IntegraFin Holdings plc (‘the Company’) intends to comply with the UK Corporate Governance Code wherever possible and will report to shareholders on such compliance in accordance with the Listing Rules. It is the Company’s current intention that each of the directors will stand for re-election on an annual basis.
The board is responsible for leading and controlling the group and has overall authority for the management and conduct of the group’s business, strategy and development. The board is also responsible for ensuring the maintenance of a sound system of internal controls and risk management (including financial, operational and compliance controls) and for reviewing the overall effectiveness of systems in place as well as for the approval of any changes to the capital, corporate and/or management structure of the group.
The UK Corporate Governance Code recommends that at least half the board of directors of a UK listed company, excluding the chair, should comprise non-executive directors determined by the board to be independent in character and judgment and free from relationships or circumstances which may affect, or could appear to affect, this judgment.

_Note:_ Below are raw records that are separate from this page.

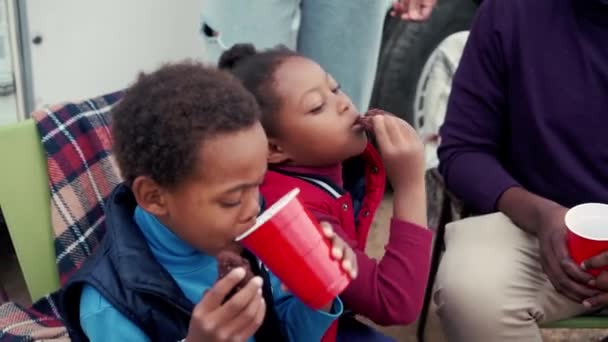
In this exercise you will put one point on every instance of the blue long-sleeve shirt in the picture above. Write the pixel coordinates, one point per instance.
(529, 104)
(194, 273)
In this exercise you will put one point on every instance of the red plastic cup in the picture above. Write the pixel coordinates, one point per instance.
(587, 232)
(290, 242)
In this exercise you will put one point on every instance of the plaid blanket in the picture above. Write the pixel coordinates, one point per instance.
(82, 173)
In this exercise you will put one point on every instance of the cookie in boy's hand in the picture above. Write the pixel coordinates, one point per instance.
(226, 262)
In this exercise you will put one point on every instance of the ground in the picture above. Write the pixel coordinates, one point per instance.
(11, 277)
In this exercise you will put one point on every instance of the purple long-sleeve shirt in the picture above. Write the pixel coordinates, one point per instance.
(529, 104)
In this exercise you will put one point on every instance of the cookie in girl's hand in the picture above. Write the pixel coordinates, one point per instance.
(365, 120)
(226, 262)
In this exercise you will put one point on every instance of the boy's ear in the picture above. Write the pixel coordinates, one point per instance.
(276, 153)
(150, 196)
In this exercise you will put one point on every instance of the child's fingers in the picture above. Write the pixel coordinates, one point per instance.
(234, 306)
(337, 248)
(349, 263)
(380, 132)
(244, 320)
(214, 297)
(255, 324)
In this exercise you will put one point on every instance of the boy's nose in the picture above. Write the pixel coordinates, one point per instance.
(252, 213)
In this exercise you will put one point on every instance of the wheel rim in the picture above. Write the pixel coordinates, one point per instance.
(432, 93)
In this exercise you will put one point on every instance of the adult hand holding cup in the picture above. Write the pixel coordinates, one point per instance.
(588, 236)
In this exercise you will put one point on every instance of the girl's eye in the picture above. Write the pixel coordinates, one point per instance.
(229, 205)
(318, 109)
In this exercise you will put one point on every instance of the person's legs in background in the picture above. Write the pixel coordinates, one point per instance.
(490, 285)
(344, 37)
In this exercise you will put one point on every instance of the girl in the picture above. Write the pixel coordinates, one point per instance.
(317, 143)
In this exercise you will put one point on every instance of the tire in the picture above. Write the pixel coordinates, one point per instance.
(405, 49)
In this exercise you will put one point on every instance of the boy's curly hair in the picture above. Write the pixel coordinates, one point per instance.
(166, 115)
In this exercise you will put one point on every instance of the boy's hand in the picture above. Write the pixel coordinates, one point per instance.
(413, 10)
(340, 251)
(401, 149)
(235, 320)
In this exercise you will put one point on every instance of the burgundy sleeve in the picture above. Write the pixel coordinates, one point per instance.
(389, 291)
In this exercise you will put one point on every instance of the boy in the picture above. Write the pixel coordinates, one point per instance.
(192, 153)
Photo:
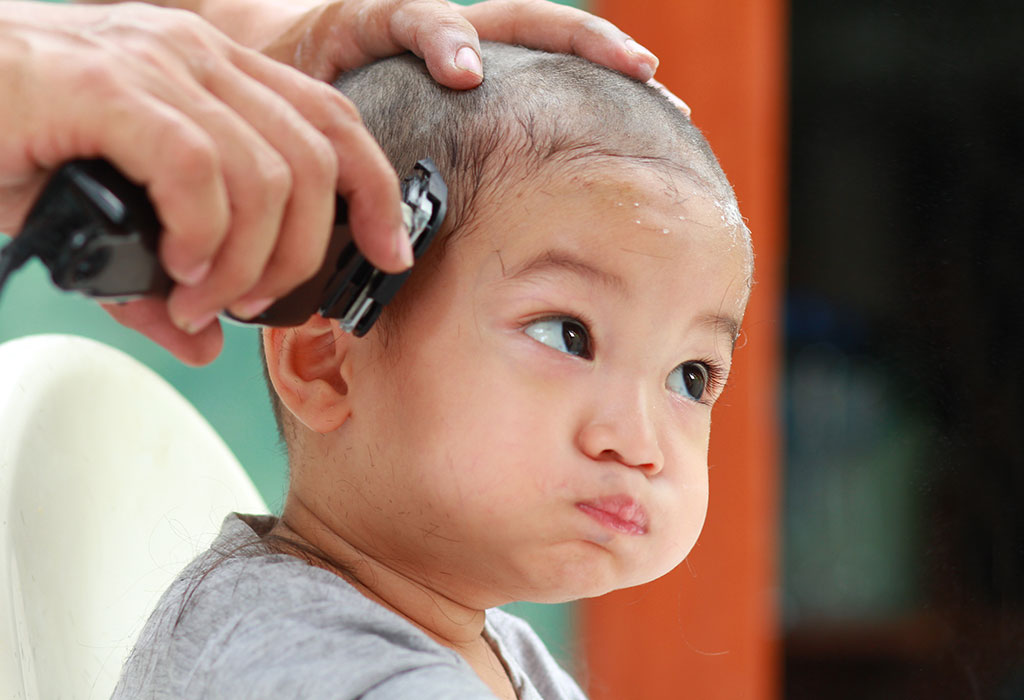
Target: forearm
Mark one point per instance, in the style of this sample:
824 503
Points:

The board has determined that all of the non-executive directors are “independent non-executive directors” within the meaning of the UK Corporate Governance Code and free from any business or other relationship that could materially interfere with the exercise of their independent judgment.
The Company has four executive directors and six independent non-executive directors (including the chair) and therefore will comply with the UK Corporate Governance Code 2018 in respect of board composition for a FTSE 250 company.
The UK Corporate Governance Code recommends that a chair should meet the independence criteria set out in the UK Corporate Governance Code on appointment. The board has concluded that Richard Cranfield is an independent chair for UK Corporate Governance Code purposes.
The UK Corporate Governance Code also recommends that the board of directors of a company with a premium listing on the Official List should appoint one of the independent non-executive directors to be the senior independent director. The Company appointed Victoria Cochrane in September 2018 to meet this requirement.
The board has established the following committees: an audit and risk committee, a remuneration committee and a nomination committee, each of which is described in further detail below.
The Company has adopted a share dealing code in relation to its ordinary shares. The share dealing code is compliant with the Market Abuse Regulations and will apply to the directors, senior managers discharging managerial responsibilities and certain other employees of the group.
Audit and Risk Committee
The audit and risk committee assists the board in discharging its responsibilities with regard to financial reporting, external and internal controls, including reviewing and monitoring the integrity of the Group’s annual and interim financial statements, reviewing and monitoring the extent of the non-audit work undertaken by the group’s external auditors, advising on the appointment of such external auditors, overseeing the group’s relationship with its external auditors, reviewing the effectiveness of the external audit process, and reviewing the effectiveness of the group’s internal control and review function. The ultimate responsibility for reviewing and approving the annual report and accounts and the half-yearly reports remains with the board. The audit and risk committee will give due consideration to laws and regulations, the provisions of the UK Corporate Governance Code and the requirements of the Listing Rules.
The audit and risk committee also has responsibility for, among other things, oversight of the group’s risk appetite, risk monitoring and capital management, reviewing the manner in which the members of the group implement and monitor the adequacy of the group’s risk management framework and ensuring that the group maintains appropriate levels of capital in the group, as well as advising the board on its overall risk appetite. The ultimate responsibility for setting the group’s risk appetite remains with the board.
The members of the audit and risk committee are Caroline Banszky (chair), Neil Holden, Robert Lister and Victoria Cochrane. The directors consider that Neil Holden and Caroline Banszky both have recent and relevant financial experience. The audit and risk committee will meet not less than three times in a reporting and audit cycle.
The remuneration committee assists the board in determining its responsibilities in relation to remuneration, including making recommendations to the board on the Company’s policy on executive remuneration (and reviewing the ongoing appropriateness, effectiveness and relevance of the group’s remuneration policy). In addition, the remuneration committee is responsible for setting the remuneration and benefits packages of each of the executive directors and senior managers.
The Remuneration Committee is chaired by Christopher Munro and its other members are Neil Holden and Richard Cranfield. The remuneration committee will meet not less than twice a year.
The nomination committee develops and maintains a formal, rigorous and transparent procedure for the appointment of new directors to the board. In carrying out its duties, the nomination committee is primarily responsible for identifying and nominating candidates to fill board vacancies; evaluating the structure and composition of the board with regard to the balance of skills, board diversity, knowledge and experience and making recommendations accordingly; reviewing the time requirements of non-executive directors; giving full consideration to succession planning; and reviewing the leadership of the group.
The nomination committee is chaired by Richard Cranfield and its other members will be Alex Scott, Victoria Cochrane, and Christopher Munro. The nomination committee will meet not less than once a year.